By The Editorial Board
Throughout pre-college education, teachers lured students towards history with an accessible and fun way to learn about the past: political cartoons. From the American Revolution and the Civil War to the Cold War and the Great Depression, there wasn’t an issue a political cartoon couldn’t discuss.
That is until recently. Scoop up almost any newspaper and you’d be hard-pressed to find a same-day political cartoon, in a tragic move away from a staple of American history. Some publications have even done away with opinion pages in daily print altogether.
Political cartoons have always been a bridge to express hot-button issues to all generations. They were a way to express free speech and open discussions, something most news articles can’t do because they can’t be understood at just a skim or a glance.
In 2019, the New York Times cut all political cartoons after publishing one that was deemed “anti-Semitic.” By 2021, Pulitzer Prizes were no longer awarded for political cartoons, and in 2022 the Editorial Cartoons category was renamed Illustrated Reporting and Commentary.
Jump ahead to 2023 and the layoffs of three Pulitzer Prize-winning editorial cartoonists in a single day — including the president of the Association of American Editorial Cartoonists — further drove newspaper opinion pages into the ground. Less than a month earlier, World Press Cartoon, an independent composite of editorial cartoons, announced it couldn’t organize a prize due to a lack of funding.
The McClatchy family of newspapers that fired their cartoonists said it was due to “changing reader habits” and serving information unique to the community. Tim Nickens, a retired editorial page editor at the Tampa Bay Times in Florida said there was little that the cartoonists could do to prevent the movement.
“There’s a broader reluctance in this political environment to make people mad,” Nickens said in an Associated Press article. “By definition, a provocative editorial cartoonist is going to make somebody mad every day.”
Most recently, famous editorial cartoonist Ann Telnaes, who worked at the Washington Post for 17 years, resigned in January. The award-winning cartoonist with more than 50,000 Instagram followers left her post after the publication killed her cartoon for the first time.
“This is a game changer … and dangerous for a free press,” Telnaes wrote. “I doubt my decision will cause much of a stir and that it will be dismissed because I’m just a cartoonist. But I will not stop holding truth to power through my cartooning because as they say, ‘Democracy dies in darkness.’”
Physical editorial cartoons in newspapers are as endangered as Black Rhinos, and they have been for years. But visual commentary on politics hasn’t ceased, but has found a renaissance through memes. The most recent example is an internet-breaking edit of Vice President JD Vance. The memes, even as they have their own intrinsic commentary on the vice president, are the kind of online outburst that five years ago could’ve served as inspiration for the next Pulitzer Prize-winning work on how the internet engages in politics.

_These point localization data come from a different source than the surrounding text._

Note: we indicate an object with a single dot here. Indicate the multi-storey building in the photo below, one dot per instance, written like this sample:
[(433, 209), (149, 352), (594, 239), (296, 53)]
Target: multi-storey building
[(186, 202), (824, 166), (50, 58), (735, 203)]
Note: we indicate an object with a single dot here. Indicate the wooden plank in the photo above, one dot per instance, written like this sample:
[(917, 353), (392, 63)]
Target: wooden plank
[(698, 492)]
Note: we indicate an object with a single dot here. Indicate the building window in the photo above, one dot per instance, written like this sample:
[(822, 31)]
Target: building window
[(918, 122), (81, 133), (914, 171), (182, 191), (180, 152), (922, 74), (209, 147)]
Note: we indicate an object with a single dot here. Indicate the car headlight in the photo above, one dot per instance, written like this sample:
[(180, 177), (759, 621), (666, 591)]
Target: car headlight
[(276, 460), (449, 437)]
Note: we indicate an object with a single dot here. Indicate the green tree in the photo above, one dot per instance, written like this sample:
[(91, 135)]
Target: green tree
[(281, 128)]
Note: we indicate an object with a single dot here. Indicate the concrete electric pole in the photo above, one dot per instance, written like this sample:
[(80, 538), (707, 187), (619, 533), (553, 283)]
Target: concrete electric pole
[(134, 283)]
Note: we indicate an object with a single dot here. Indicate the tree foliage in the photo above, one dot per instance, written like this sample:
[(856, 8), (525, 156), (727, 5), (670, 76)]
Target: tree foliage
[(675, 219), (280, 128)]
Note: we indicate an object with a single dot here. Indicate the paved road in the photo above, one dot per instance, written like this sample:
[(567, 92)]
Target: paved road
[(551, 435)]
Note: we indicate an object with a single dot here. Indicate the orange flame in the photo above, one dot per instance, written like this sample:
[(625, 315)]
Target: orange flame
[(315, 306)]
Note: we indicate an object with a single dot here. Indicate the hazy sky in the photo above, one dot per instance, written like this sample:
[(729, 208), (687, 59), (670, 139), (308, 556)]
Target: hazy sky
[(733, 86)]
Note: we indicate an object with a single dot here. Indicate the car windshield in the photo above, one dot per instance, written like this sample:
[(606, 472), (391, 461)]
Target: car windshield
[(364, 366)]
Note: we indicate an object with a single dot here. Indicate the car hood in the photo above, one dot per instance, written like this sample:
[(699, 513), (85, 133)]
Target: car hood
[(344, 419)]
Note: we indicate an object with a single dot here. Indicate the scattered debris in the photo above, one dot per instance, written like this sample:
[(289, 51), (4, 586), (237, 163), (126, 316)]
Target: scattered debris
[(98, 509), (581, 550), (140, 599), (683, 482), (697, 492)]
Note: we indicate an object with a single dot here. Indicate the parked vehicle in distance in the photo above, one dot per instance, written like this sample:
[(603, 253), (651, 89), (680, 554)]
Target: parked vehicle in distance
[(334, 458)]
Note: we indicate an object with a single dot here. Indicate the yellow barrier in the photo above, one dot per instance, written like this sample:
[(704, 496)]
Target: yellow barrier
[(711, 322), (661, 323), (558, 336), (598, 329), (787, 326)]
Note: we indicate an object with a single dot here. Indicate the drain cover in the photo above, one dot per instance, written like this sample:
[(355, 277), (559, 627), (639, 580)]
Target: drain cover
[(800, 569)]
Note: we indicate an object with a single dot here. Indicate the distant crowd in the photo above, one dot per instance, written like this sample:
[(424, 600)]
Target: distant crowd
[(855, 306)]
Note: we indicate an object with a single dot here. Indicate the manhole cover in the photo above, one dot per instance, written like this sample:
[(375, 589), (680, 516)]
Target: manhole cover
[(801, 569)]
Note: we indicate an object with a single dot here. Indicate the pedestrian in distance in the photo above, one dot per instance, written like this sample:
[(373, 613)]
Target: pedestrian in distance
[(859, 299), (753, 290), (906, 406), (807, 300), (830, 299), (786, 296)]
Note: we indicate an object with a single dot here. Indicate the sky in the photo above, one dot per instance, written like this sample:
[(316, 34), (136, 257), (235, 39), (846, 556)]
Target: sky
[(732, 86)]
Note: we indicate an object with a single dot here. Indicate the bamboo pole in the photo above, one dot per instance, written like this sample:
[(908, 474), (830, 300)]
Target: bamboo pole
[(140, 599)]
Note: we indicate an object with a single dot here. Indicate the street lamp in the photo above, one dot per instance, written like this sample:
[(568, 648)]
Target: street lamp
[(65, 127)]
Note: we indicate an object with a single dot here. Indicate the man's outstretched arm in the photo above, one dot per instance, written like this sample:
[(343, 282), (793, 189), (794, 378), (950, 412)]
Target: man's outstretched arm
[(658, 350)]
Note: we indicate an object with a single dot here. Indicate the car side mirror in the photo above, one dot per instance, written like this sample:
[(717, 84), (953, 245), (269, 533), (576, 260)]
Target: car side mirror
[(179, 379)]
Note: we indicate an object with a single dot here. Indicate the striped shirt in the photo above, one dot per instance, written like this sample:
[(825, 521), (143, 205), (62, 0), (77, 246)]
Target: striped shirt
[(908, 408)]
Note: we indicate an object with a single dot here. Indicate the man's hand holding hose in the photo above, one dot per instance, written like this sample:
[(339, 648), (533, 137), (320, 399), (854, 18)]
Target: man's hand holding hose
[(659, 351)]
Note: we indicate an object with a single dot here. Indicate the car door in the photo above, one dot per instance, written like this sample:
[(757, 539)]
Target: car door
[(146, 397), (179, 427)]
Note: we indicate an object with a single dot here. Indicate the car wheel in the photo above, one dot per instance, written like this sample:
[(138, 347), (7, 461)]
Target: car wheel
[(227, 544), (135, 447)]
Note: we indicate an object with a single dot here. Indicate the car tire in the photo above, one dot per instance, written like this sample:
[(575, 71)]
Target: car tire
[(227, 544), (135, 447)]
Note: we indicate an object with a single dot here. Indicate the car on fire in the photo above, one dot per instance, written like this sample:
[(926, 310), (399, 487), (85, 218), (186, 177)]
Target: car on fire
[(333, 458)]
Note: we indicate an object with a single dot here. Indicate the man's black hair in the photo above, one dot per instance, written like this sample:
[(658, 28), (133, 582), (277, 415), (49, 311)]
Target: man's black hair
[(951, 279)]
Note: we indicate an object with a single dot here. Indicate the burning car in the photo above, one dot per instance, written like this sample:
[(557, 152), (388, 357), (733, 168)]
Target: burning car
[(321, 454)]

While memes have the ability to function as political cartoons, they still miss the mark. Traditional political cartoons were the work of intelligent people who could mix art with commentary, while meme culture integrated the word “pwease” and a baby face filter resulting in a less subtle and meaningful critique. Think back to U.S. History when you saw the famous Gilded Age-era cartoon, The Bosses of the Senate. Behind the rows of tiny senators stand the real men in charge — the industrialists — with overflowing money bags for bodies and a door labeled “People’s Entrance” bolted tightly shut.
How did we get from there to here, where the best that memes can muster is making Vance’s cheeks rosy like Santa Claus and giving him a little lollipop? It never took a genius to decipher the cartoons of yesterday. But even a dog can grasp the message of the modern political meme, and along the way we’ve lost the valuable critiques once offered.
Two things are at play. For one, publications fear being labeled “fake news” and are wary of associating themselves with a party editorially (meaning on an institutional level) unlike the 19th century newspapers that specifically and openly catered to certain viewpoints, like the abolitionist Liberator or the anti-Federalist Washington National Intelligencer. This is because reader expectations have changed, in many ways for the better. Ideally, the standard of objectivity has made publications strive to present different sides of an issue much more evenly and without observable bias, and perhaps some publications feel that cartoons chip away at that.
But at the same time, lines between opinion sections and news coverage have been blurred due to decreasing media literacy and the encroachment of commentary, talking head pundits and news-entertainment on national broadcast channels. Many outlets are not living up to the standards they set out for themselves, but they can at least appear to by killing the creative expression offered by political cartoons.
Let’s get back to the basics. The goal of political cartoons was never to separate people or spread misinformation, but to unite people and provide a laugh. We need that now more than ever.